看着一排花窗被她掩上,护卫的表情仍旧是木然,直到最后掩上大门,他们的视线才调回院中,不知是赏雪还是发呆。虽然看不到屋内的情景,但他们能从里面传来的翻书声和踱步声确定人还在屋内。
夜幕渐落,当宇文含再度出现时,已是掌灯时分。
堂内一点烛火,映在窗棂上,微弱而摇曳。
廊前的灯火打下片片阴影,投在玉泽光洁的俊颜上,有些阴晦,令人看不清表情。
立在门前,宇文含无意推门,却轻问护卫:“人呢?”
“禀王爷,那位姑娘不曾离开。”
唇角微一勾,大袖展垂,修长的手指轻轻按在门上,静顿片刻,指尖用力一推。
“吱呀”一声,门,轻易地被推开,堂内情景一清二楚映入众人眼中。
这……护卫们脸色大变。
这……宇文含身形不动,慢慢收回半抬的手,直到唇边触到一片凉意,他方惊觉自己在以小指指腹摩挲唇角。

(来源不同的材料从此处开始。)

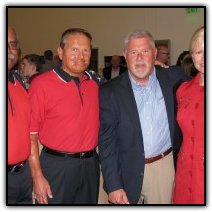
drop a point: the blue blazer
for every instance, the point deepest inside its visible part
(121, 149)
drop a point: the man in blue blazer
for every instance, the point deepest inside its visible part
(139, 137)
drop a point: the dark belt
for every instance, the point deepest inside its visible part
(16, 167)
(158, 157)
(87, 154)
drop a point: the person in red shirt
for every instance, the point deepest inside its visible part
(19, 178)
(65, 119)
(189, 188)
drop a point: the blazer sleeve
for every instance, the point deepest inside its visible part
(108, 152)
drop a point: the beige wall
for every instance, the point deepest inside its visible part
(40, 28)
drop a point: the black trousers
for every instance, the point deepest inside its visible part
(72, 180)
(20, 186)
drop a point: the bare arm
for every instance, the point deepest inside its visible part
(41, 186)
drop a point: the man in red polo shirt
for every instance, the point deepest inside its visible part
(65, 119)
(19, 179)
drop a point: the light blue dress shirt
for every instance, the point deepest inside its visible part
(153, 116)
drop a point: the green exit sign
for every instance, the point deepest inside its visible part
(192, 10)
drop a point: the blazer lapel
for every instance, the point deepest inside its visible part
(129, 101)
(167, 91)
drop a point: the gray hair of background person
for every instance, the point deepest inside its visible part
(138, 34)
(73, 31)
(34, 59)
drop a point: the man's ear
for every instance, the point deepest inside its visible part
(60, 52)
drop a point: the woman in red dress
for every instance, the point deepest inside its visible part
(189, 188)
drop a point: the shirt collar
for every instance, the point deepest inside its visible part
(66, 77)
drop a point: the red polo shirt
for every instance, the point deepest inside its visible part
(65, 112)
(18, 123)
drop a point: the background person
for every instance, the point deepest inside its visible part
(189, 187)
(19, 178)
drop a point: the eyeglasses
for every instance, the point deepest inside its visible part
(144, 52)
(13, 45)
(167, 53)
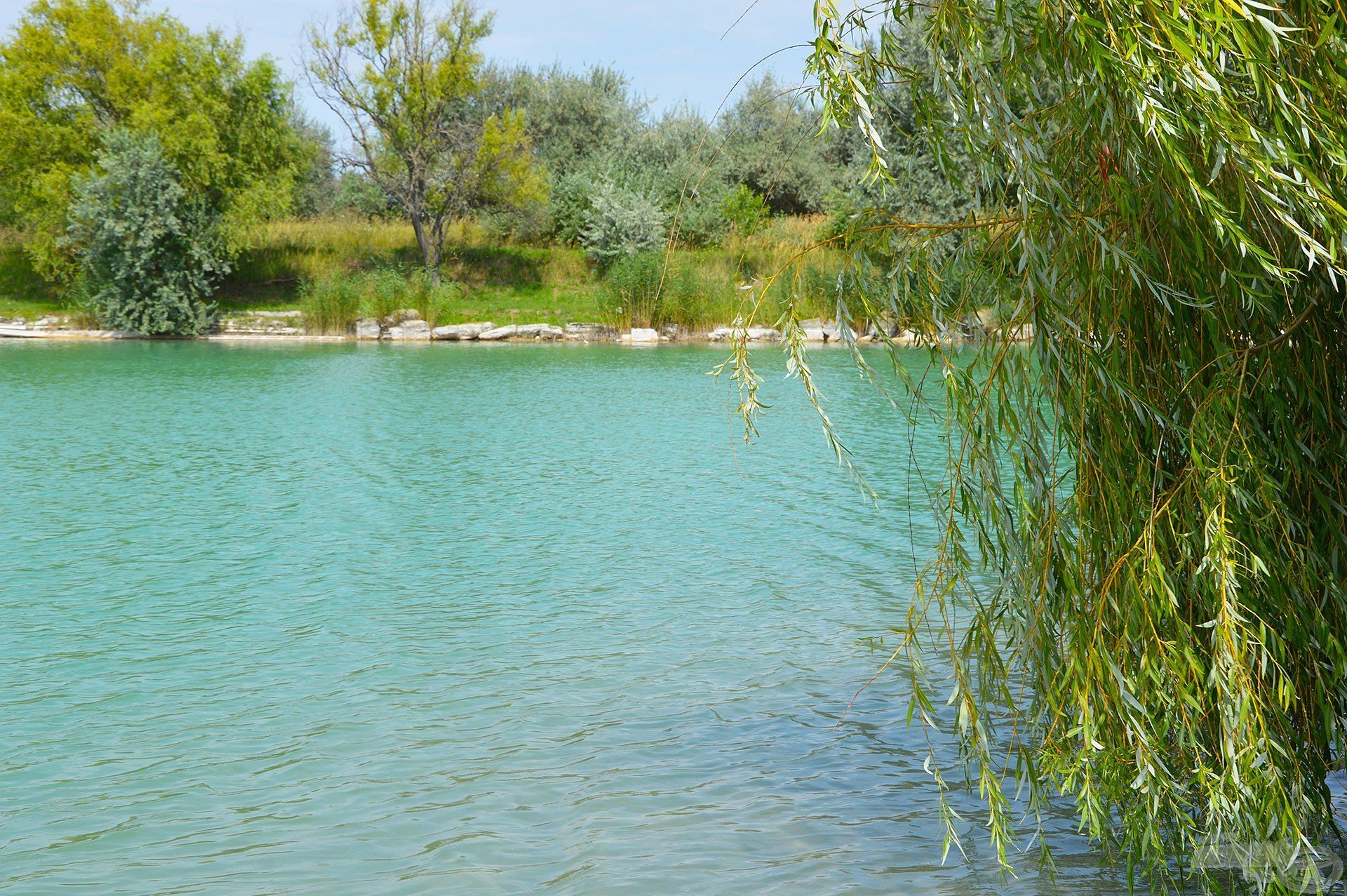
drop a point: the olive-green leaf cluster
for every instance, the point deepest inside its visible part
(150, 253)
(404, 77)
(1158, 490)
(76, 69)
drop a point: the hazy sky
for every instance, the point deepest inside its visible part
(671, 49)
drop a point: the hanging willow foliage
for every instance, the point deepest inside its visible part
(1159, 483)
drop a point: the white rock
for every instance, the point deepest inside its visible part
(589, 332)
(539, 332)
(410, 330)
(497, 333)
(837, 333)
(401, 316)
(461, 332)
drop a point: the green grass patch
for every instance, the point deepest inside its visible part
(342, 269)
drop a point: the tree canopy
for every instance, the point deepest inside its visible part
(76, 69)
(1160, 487)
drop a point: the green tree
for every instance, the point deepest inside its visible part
(771, 143)
(404, 79)
(744, 209)
(1156, 490)
(152, 255)
(74, 69)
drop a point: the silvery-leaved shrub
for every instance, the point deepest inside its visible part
(150, 253)
(622, 222)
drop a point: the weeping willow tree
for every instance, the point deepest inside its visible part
(1159, 483)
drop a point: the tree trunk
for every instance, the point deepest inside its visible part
(429, 247)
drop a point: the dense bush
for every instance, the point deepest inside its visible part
(150, 253)
(744, 210)
(622, 222)
(72, 67)
(644, 290)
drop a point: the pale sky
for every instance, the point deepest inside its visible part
(671, 49)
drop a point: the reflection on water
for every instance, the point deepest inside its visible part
(455, 619)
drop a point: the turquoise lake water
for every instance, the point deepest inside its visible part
(358, 619)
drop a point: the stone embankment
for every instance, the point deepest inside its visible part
(408, 326)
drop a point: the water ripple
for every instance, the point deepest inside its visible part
(356, 619)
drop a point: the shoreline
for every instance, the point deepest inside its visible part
(406, 326)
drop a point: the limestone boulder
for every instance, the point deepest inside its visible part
(589, 332)
(539, 332)
(461, 332)
(410, 332)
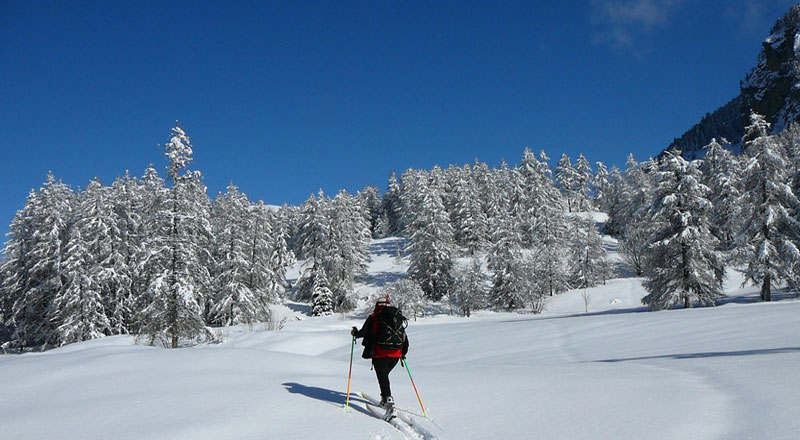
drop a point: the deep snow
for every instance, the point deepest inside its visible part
(619, 372)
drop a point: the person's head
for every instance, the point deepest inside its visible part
(381, 303)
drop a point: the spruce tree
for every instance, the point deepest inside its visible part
(431, 245)
(686, 267)
(766, 240)
(321, 297)
(177, 251)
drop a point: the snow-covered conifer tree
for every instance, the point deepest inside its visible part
(108, 269)
(600, 183)
(15, 265)
(766, 240)
(469, 292)
(350, 236)
(372, 207)
(322, 297)
(50, 221)
(234, 300)
(583, 183)
(505, 256)
(406, 295)
(685, 265)
(721, 174)
(177, 251)
(392, 205)
(79, 311)
(470, 224)
(431, 245)
(566, 181)
(128, 199)
(587, 255)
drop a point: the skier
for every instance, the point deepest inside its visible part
(385, 342)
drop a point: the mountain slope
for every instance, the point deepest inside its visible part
(772, 89)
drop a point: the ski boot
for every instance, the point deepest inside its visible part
(388, 404)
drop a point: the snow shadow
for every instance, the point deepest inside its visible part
(300, 308)
(709, 354)
(393, 247)
(577, 315)
(381, 279)
(756, 298)
(337, 398)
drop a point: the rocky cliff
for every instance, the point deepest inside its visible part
(772, 89)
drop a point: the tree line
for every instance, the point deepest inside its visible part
(156, 256)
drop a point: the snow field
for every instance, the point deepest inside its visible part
(619, 372)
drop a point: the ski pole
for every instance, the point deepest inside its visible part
(350, 375)
(405, 362)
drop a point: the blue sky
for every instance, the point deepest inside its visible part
(285, 98)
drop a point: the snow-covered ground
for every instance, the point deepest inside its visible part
(729, 372)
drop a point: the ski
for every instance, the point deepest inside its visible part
(400, 415)
(407, 430)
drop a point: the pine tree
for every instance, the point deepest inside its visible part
(322, 297)
(406, 295)
(766, 243)
(601, 184)
(505, 258)
(280, 257)
(178, 253)
(431, 245)
(721, 175)
(79, 311)
(50, 221)
(314, 235)
(129, 202)
(470, 223)
(15, 267)
(685, 264)
(469, 293)
(567, 181)
(583, 183)
(392, 205)
(372, 206)
(587, 255)
(234, 301)
(350, 236)
(102, 237)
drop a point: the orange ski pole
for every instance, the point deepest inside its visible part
(405, 362)
(350, 375)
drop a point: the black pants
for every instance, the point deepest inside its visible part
(383, 366)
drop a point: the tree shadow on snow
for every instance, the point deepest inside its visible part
(337, 398)
(577, 315)
(393, 247)
(381, 279)
(709, 354)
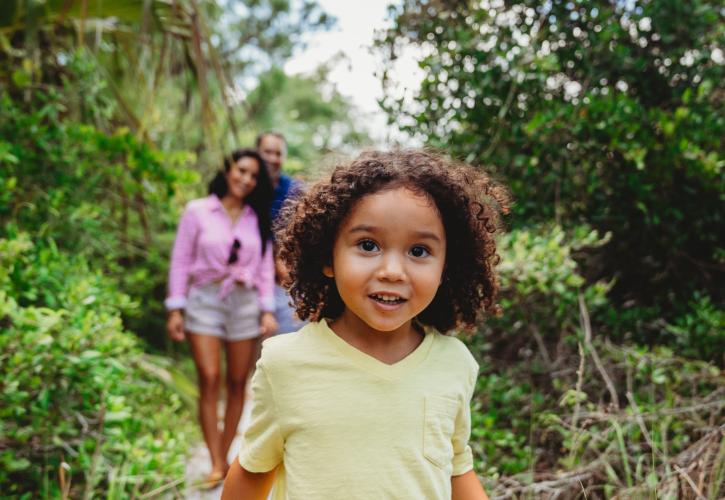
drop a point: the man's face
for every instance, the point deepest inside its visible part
(274, 152)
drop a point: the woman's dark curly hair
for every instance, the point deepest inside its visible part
(470, 204)
(260, 199)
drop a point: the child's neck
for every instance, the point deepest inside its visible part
(387, 347)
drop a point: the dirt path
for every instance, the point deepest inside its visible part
(198, 464)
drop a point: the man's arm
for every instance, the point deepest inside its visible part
(467, 487)
(242, 484)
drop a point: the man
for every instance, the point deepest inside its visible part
(272, 146)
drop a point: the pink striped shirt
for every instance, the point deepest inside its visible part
(201, 251)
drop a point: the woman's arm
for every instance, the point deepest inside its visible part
(242, 484)
(467, 487)
(182, 257)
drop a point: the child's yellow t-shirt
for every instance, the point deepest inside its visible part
(343, 425)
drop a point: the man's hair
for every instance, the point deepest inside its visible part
(260, 137)
(470, 204)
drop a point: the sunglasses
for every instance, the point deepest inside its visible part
(234, 253)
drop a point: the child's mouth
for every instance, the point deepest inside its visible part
(387, 299)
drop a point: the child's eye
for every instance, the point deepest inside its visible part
(368, 246)
(419, 251)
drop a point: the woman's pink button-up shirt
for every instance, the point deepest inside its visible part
(201, 251)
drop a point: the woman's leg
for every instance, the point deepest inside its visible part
(205, 350)
(240, 356)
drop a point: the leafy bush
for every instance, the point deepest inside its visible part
(603, 112)
(77, 394)
(555, 395)
(540, 288)
(106, 197)
(700, 332)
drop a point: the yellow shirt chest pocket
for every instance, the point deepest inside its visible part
(438, 428)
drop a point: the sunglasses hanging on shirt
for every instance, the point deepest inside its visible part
(234, 253)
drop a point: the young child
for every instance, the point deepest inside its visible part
(370, 401)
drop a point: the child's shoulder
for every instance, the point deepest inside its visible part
(288, 347)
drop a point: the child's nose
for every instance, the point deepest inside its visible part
(391, 268)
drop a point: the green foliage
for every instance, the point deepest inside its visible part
(314, 118)
(540, 288)
(543, 400)
(700, 332)
(106, 197)
(609, 113)
(76, 390)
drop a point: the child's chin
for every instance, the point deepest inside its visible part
(384, 326)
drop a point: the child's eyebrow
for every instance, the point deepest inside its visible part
(423, 235)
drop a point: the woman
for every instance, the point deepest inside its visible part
(221, 290)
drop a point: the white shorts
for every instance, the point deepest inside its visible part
(233, 318)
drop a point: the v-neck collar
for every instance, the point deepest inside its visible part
(374, 365)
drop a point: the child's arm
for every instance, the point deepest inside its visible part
(240, 483)
(467, 487)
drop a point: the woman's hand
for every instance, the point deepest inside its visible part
(268, 324)
(175, 325)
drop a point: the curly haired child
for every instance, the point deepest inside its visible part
(371, 400)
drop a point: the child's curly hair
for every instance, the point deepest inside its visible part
(470, 204)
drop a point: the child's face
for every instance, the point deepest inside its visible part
(388, 258)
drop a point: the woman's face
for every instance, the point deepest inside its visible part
(242, 177)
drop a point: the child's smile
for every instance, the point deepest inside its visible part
(388, 260)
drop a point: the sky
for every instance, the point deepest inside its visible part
(358, 75)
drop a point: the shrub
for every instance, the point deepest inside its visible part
(77, 394)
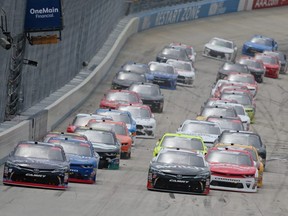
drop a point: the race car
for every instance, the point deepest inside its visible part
(189, 50)
(244, 138)
(256, 158)
(83, 160)
(281, 58)
(172, 52)
(112, 98)
(232, 170)
(150, 95)
(63, 135)
(271, 63)
(106, 144)
(221, 49)
(162, 74)
(123, 79)
(120, 116)
(37, 164)
(256, 67)
(179, 171)
(228, 67)
(185, 71)
(121, 132)
(258, 44)
(135, 67)
(81, 119)
(181, 141)
(209, 131)
(145, 121)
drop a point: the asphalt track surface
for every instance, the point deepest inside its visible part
(123, 192)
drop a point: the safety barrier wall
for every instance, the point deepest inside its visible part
(47, 119)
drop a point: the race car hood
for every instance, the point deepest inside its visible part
(234, 169)
(219, 48)
(37, 163)
(125, 83)
(77, 159)
(258, 46)
(185, 73)
(179, 169)
(101, 147)
(163, 75)
(147, 121)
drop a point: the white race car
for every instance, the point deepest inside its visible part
(145, 121)
(209, 131)
(185, 70)
(221, 49)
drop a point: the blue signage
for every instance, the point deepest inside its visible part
(43, 15)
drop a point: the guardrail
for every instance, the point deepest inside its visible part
(37, 125)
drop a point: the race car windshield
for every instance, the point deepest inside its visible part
(251, 63)
(242, 79)
(122, 96)
(123, 117)
(240, 98)
(174, 53)
(98, 136)
(223, 156)
(182, 143)
(131, 76)
(227, 124)
(162, 68)
(181, 158)
(221, 43)
(181, 65)
(137, 112)
(137, 68)
(241, 138)
(146, 90)
(236, 68)
(39, 152)
(262, 41)
(213, 111)
(75, 148)
(268, 59)
(201, 128)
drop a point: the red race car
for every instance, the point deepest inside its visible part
(115, 97)
(271, 64)
(232, 170)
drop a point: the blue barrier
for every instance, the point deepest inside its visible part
(186, 12)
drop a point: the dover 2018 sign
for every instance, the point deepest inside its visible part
(43, 15)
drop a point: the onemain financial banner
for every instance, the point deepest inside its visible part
(186, 12)
(43, 15)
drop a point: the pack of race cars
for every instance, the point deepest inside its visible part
(216, 150)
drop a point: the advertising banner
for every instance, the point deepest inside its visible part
(186, 12)
(259, 4)
(43, 15)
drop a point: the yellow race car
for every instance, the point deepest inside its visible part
(180, 141)
(254, 154)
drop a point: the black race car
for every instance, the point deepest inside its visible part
(123, 79)
(37, 164)
(150, 95)
(179, 171)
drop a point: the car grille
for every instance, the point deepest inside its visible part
(190, 186)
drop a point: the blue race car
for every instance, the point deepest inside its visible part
(119, 115)
(162, 74)
(259, 44)
(84, 160)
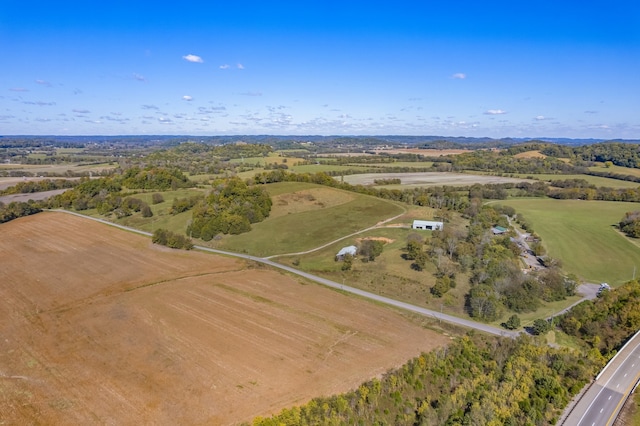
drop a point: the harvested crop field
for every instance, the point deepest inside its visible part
(99, 326)
(430, 179)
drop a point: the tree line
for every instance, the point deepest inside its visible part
(474, 380)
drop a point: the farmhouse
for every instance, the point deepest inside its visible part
(427, 224)
(351, 250)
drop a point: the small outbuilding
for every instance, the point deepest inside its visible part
(428, 225)
(349, 250)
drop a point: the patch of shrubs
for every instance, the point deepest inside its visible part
(171, 239)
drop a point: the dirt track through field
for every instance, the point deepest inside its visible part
(99, 326)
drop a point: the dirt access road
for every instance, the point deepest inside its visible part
(99, 326)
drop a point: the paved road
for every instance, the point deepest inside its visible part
(601, 403)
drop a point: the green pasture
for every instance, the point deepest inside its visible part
(310, 229)
(161, 217)
(317, 168)
(594, 180)
(583, 235)
(405, 164)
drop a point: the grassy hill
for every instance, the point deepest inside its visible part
(583, 235)
(305, 216)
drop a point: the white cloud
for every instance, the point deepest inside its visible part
(193, 58)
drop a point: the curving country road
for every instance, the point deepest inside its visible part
(372, 296)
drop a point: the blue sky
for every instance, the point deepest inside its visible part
(461, 68)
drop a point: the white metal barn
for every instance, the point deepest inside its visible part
(427, 224)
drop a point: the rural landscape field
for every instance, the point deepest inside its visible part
(100, 326)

年关近了,长安大雪,天气寒凉,丢她在此,他也不过在离此不远的小苑里翻书。直到夜落时分,下人进来为暖盆添柴,他才惊觉她待的堂上未备暖盆。
她受凉与否,他其实不必太在意,在他给她信任的时候,她气他,如今他心生倦意,她却突然出现,其目的不得不令人怀疑——她这次又想帮着谁来对付他?是高长恭?还是满纯?
明明不想在意,书却怎样也翻不下去了。丢了书,随意步出庭院,在寒意渐沁之际,已不知不觉来到这儿。
门是推开了,人,却不在。
桌上燃的蜡烛只剩指尖长短,分明燃了多时。一本书翻开一半,以镇石固靠在一扇花窗边,窗未闭严,留有一道细缝,风从细缝吹进来,吹动书页,发出嘶嘶声响——这便是护卫间或听见翻书声的原因。
“人呢?”听不出情绪的声音再度响起。
战战兢兢,护卫的额边已沁出点点冷汗,齐齐跪地道:“属下该死。”
“该死?”宇文含轻吐二字,正待说什么,脑后突然传来风声。
旋步侧身,他闪入堂内,护卫也在同时一跃而起,两人护在他身前,其他护卫抽刀迎上突然出现的数名黑衣人。
终是想在他入长安前动手吗?敛眉一声冷笑,宇文含无视缠斗的护卫与黑衣人,走到桌边,撩袍坐下,将烛台上的蜡烛一根一根点燃。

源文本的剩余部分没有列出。